Nested amplification, a Legionella-like product was obtained from the river water sample. Semi-nested, nested and double PCR amplification protocols were used previously to improve the sensitivity of detection [10–15]. Furthermore, the nested PCR method, using degenerate and specific primers were found to increase the detection sensitivity of 100 copies of a gene per reaction [15]. The PCR products gained by the two and three step nested PCR process indicated that members of the Legionella were dominant in the river water sample. However, Legionella might be present in low concentrations, as these were detected only after by nested PCR method. The improved detection signal strength in the nested PCR may possibly be owing to the first round resulting in the PCR amplification of enough quantities of DNA level from the Legionella present in low concentrations and also owing to the dilution of inhibitory materials such as urea, calcium ions, humic acids, and melanin present in the water sample [16–18].

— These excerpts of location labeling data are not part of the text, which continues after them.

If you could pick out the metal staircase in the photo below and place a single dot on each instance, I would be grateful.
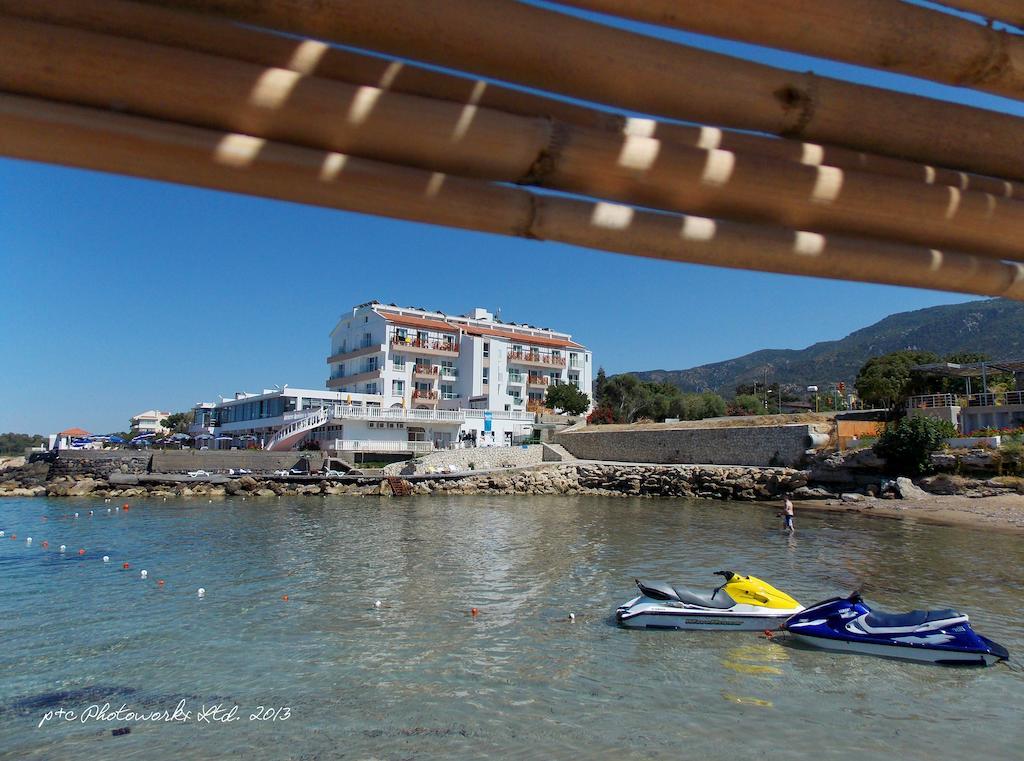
(296, 430)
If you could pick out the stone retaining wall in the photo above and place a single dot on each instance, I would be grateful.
(217, 461)
(99, 463)
(754, 446)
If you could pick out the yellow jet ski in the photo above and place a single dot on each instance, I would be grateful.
(742, 603)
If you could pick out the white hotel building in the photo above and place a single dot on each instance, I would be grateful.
(404, 379)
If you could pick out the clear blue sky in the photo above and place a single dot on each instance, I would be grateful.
(119, 295)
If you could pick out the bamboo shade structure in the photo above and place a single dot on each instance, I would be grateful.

Each species of Legionella was found to have its own bands pattern after DGGE. The three step nested PCR-DGGE method made it a very useful to study the diversity of Legionella with high-resolution in low concentration in river water samples. Moreover, the specificity of the PCR primer pairs targeting various phylogenetic tree of Legionella is of primary significance for the achievement of this method. With advantages such as cloning-independence, economic, and the high-throughput procedure, DGGE may be potential for rough specie of unknown Legionella or even other pathogens in a great amount of environmental samples.